Like you, I am horrified and sickened at the video taken of George Floyd, begging to be allowed to breathe as his life ebbs away on a street at the hands of people who are supposed to be protecting him as much as others.  I've forced myself to watch it a number of times.  But I'm white.  I can turn it off.  I don't have to watch it.  It triggers my humanity, but not my experience. I don't have to live it.  But every black male in this country lives with that fear.  Christian Cooper could have lived it the other day simply because he asked a woman to leash her dog in accordance with the law.

Seeing photos of unconscious people on ventilators and their families having to make "the decision" during this pandemic has triggered my memories of Mr. B.'s last two weeks because that was my experience.  I get it.  But this?  This is not my experience. It can't be.  I can't know what it's like. And that is a problem.

The list of Black Americans killed by police keeps growing and growing and growing.  And one of the most horrible things about it is watching the people they loved and who loved them, on the news, speaking in a tone of resignation as if they always knew this would happen eventually.  How does one live like that without going insane? And yet Black Americans do, every single day of their lives.

In the midst of this pandemic, I don't see Black people going around saying that wearing a mask to avoid spreading a deadly virus is tyranny.  I don't see them saying that not being able to sit in a restaurant is against the Constitution.  They simply do not have the luxury of saying so.  In this pandemic, Black men are damned if they wear the mask and damned if they don't.  They are more frequently cited for not wearing masks where it's required.  And with black men in danger if they wear a hoodie, imagine what kind of police and civilian freakout will happen with black men in masks.  Imagine if hundreds of black men carrying assault weapons marched on a state house, stopping afterward at a Subway for sandwiches, as white people did recently in Raleigh, NC. Imagine the white panic.

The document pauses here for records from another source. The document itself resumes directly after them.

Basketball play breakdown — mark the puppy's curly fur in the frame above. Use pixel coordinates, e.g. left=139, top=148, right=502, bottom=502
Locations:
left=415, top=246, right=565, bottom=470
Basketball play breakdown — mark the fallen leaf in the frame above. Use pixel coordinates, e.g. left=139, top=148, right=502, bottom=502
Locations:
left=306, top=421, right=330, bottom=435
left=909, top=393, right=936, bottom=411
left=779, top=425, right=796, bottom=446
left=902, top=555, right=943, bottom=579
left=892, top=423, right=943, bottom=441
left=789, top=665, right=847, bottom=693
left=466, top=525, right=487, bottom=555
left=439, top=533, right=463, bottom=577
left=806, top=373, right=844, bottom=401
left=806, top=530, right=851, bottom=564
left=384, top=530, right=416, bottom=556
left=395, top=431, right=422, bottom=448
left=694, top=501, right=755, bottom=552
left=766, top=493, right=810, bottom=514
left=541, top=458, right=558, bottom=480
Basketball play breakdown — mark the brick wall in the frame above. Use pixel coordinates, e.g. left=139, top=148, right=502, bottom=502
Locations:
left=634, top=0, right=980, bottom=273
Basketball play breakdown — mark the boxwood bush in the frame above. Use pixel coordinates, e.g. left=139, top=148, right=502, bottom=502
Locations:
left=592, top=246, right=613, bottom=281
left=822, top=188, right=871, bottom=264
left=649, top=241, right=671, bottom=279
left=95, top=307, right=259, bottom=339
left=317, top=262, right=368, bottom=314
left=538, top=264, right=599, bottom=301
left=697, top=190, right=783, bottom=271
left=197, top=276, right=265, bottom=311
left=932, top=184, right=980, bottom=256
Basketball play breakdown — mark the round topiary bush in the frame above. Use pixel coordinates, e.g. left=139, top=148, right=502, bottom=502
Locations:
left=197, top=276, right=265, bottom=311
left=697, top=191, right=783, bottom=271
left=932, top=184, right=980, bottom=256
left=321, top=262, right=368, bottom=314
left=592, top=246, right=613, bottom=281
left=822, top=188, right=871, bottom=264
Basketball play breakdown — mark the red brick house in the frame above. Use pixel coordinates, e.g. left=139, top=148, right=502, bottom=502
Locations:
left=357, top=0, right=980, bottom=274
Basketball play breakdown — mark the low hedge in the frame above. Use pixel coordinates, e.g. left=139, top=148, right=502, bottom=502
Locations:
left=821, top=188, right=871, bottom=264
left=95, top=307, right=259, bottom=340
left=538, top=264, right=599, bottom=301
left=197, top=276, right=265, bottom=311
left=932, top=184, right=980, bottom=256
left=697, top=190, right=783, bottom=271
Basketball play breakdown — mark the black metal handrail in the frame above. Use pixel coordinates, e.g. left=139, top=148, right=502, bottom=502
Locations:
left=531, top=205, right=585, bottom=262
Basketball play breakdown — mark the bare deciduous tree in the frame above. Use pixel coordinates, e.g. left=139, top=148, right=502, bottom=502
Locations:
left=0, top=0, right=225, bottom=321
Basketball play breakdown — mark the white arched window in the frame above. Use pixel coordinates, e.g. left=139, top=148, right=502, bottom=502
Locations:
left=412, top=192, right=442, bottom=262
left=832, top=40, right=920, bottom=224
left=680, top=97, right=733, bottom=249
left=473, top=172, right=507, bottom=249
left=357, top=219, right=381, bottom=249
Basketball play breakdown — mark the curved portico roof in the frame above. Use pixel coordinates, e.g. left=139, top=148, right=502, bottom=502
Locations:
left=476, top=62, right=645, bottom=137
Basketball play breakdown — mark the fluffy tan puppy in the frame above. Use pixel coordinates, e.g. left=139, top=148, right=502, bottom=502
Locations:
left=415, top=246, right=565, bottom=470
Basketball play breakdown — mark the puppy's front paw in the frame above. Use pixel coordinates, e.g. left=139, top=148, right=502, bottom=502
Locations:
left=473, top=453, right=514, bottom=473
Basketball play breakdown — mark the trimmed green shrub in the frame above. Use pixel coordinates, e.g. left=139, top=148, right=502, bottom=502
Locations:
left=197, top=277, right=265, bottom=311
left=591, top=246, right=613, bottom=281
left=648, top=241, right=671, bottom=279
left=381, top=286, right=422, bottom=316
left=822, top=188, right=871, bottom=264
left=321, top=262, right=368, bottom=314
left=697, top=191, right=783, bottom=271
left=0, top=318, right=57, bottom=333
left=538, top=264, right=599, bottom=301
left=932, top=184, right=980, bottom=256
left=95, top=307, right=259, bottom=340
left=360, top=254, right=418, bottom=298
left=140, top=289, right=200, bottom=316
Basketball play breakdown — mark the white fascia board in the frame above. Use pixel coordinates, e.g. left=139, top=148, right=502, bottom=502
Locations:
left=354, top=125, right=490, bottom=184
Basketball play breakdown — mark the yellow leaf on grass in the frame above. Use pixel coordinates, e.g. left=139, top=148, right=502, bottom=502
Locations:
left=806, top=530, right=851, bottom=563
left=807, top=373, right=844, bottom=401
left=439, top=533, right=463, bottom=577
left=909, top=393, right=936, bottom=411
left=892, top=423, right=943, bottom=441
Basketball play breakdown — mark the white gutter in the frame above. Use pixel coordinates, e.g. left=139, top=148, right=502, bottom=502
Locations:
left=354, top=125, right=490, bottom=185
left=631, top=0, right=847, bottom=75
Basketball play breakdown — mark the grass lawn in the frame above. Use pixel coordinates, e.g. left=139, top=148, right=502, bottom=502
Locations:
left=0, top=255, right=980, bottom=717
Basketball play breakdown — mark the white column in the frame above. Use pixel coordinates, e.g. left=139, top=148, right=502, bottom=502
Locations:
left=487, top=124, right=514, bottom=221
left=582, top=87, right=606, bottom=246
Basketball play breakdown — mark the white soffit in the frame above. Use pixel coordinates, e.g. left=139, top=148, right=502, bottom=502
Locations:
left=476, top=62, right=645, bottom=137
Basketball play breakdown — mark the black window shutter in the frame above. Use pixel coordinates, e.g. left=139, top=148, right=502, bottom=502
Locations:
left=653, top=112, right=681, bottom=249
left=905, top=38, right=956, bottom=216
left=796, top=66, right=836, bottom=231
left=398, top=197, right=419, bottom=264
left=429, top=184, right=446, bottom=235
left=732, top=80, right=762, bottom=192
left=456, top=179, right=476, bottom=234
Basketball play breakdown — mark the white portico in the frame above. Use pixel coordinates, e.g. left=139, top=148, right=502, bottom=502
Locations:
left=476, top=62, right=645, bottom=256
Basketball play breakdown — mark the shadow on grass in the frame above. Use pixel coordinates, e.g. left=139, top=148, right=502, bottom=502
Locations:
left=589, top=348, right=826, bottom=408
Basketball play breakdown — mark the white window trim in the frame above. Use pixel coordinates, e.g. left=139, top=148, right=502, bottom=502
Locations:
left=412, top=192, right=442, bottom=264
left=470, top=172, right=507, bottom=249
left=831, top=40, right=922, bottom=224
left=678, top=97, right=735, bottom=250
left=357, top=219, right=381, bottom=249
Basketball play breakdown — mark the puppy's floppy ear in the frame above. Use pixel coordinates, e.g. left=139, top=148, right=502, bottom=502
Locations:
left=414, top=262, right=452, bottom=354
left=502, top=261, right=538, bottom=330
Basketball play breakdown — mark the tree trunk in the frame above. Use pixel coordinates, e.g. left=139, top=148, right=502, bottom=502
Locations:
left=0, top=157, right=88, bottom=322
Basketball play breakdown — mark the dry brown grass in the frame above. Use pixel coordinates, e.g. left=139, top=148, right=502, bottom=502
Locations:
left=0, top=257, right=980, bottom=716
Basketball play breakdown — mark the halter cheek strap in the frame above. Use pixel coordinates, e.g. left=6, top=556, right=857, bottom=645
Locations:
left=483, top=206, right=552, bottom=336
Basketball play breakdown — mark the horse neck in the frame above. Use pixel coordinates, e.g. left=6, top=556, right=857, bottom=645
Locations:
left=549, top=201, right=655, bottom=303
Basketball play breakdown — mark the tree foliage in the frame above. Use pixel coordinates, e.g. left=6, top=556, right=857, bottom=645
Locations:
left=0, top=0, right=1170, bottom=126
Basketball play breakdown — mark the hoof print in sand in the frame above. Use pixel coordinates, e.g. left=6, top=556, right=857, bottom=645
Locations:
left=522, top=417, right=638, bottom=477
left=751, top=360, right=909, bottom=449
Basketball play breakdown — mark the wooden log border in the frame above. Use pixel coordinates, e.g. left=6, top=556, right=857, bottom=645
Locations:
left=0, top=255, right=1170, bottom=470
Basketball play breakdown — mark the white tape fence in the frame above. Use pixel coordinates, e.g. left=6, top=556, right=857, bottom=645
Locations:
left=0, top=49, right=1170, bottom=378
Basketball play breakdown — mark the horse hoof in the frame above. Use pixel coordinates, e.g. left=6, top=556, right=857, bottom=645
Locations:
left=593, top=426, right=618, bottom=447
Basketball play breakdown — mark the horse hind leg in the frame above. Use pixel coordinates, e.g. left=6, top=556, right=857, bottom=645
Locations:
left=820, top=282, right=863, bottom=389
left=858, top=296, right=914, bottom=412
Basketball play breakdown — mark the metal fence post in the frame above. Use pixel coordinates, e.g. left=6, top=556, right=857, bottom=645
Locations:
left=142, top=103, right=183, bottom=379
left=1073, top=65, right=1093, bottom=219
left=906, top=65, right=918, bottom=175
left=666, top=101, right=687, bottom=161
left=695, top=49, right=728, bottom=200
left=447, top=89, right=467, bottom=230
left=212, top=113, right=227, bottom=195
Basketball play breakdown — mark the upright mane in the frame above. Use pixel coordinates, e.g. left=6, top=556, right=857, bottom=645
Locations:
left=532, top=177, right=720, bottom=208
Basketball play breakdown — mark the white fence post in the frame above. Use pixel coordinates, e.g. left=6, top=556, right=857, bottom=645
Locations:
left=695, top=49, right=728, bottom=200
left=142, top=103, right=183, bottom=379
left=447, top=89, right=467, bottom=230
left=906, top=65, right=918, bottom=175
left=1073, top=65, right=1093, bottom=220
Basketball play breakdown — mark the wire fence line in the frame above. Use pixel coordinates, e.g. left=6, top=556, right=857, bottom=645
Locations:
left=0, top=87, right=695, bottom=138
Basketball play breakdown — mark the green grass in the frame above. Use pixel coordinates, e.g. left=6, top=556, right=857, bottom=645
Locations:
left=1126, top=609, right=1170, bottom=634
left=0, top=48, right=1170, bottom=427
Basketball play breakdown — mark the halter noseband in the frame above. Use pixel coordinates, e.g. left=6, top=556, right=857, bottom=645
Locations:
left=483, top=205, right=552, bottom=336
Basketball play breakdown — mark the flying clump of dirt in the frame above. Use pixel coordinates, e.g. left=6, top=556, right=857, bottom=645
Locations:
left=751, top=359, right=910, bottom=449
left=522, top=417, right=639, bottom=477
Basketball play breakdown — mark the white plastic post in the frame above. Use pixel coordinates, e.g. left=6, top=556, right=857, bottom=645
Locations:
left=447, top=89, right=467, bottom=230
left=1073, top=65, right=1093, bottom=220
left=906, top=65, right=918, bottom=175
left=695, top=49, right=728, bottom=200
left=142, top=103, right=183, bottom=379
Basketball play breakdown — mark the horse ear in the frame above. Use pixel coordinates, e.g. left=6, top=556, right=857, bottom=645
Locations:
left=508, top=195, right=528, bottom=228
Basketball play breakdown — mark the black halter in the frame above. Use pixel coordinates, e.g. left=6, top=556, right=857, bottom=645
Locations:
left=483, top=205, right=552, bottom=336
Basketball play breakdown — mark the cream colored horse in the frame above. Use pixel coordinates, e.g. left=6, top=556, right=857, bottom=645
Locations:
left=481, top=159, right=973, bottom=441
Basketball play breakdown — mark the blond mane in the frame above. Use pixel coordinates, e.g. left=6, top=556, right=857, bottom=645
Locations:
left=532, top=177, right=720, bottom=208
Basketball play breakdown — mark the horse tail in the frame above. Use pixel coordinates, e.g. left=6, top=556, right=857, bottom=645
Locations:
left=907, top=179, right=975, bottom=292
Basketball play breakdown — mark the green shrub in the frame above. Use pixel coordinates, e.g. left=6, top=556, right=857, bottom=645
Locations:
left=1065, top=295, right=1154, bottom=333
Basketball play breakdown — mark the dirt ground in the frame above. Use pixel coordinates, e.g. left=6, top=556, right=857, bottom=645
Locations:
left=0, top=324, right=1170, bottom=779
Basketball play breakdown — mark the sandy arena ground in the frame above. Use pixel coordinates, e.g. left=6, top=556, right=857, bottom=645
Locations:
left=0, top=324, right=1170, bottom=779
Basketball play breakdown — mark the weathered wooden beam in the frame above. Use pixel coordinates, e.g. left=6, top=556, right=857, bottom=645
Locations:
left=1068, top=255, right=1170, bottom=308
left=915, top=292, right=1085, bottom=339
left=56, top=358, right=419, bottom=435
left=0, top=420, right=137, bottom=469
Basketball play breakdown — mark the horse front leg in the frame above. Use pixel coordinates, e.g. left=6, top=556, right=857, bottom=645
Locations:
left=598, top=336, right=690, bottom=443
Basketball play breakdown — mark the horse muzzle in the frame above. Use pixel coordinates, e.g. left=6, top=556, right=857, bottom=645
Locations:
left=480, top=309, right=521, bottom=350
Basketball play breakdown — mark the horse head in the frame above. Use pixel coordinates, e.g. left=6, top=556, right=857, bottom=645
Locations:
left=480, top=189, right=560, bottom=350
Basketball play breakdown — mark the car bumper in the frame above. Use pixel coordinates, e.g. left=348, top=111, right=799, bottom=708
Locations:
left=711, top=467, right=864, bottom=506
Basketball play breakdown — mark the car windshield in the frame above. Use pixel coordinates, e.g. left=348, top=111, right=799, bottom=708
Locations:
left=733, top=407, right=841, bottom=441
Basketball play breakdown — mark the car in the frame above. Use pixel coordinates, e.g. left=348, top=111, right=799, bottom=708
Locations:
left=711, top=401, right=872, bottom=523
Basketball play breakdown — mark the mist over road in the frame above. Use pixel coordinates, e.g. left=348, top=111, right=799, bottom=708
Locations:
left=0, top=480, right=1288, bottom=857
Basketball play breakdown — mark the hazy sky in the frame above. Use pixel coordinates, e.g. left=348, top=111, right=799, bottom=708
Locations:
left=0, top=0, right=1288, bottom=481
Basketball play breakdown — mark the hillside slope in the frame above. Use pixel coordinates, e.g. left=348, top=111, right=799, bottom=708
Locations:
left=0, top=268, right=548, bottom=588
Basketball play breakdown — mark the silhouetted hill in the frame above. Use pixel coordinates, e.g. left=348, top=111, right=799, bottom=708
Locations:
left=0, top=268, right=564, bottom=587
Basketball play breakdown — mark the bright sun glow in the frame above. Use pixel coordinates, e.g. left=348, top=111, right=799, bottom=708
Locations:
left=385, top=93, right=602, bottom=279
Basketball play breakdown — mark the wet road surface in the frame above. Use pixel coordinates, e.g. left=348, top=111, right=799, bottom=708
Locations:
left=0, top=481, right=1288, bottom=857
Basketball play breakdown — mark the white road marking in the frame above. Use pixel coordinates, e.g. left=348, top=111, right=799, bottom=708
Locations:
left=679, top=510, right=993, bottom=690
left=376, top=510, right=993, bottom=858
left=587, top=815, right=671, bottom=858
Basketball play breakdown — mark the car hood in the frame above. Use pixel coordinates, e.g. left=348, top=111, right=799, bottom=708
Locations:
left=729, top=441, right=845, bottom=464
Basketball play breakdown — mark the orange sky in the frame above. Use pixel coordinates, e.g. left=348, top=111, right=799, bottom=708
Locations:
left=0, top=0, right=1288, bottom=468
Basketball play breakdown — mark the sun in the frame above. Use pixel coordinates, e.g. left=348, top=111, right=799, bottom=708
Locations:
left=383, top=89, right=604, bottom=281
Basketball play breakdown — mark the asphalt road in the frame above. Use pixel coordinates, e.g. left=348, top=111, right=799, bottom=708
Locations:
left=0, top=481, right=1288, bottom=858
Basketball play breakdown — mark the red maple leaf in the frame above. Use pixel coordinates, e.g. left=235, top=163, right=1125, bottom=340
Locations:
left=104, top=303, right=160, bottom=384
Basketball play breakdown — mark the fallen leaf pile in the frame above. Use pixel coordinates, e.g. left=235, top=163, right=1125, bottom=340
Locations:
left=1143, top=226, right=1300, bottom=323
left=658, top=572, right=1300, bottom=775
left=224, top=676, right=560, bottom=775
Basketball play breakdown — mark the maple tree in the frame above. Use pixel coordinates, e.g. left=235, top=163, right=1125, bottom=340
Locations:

It's really easy for us white people to sit here and tut-tut-tut about rioting, and about how it makes black people look bad, and how it reinforces every stereotype that racists have about them.  It's easy because it's not happening to us.  I watched Chris Cuomo whitesplain the unacceptability of breaking the windows of a police car and cringed, because it was so utterly clueless.  What Don Lemon did to his friend in the handover last night was far more gentle than I might have been in his shoes in explaining WHY people who are dark of skin are exploding.  He wasn't excusing violence.  But when we focus on the angry demonstrators instead of on the perpetrators of the original violence and on their victim, we play right into the racists' narrative of violent black people.  Chris Cuomo should know better.  We all should.  Because if you're white, we don't know.  We can't know.  And we have no business whitesplaining what an appropriate response is when a president exhorts white people to violence every single day, whose criminal behavior and that of most of his cronies goes unchecked, while George Floyd is murdered in the street  for passing a counterfeit $20 bill that he probably didn't even know was fake.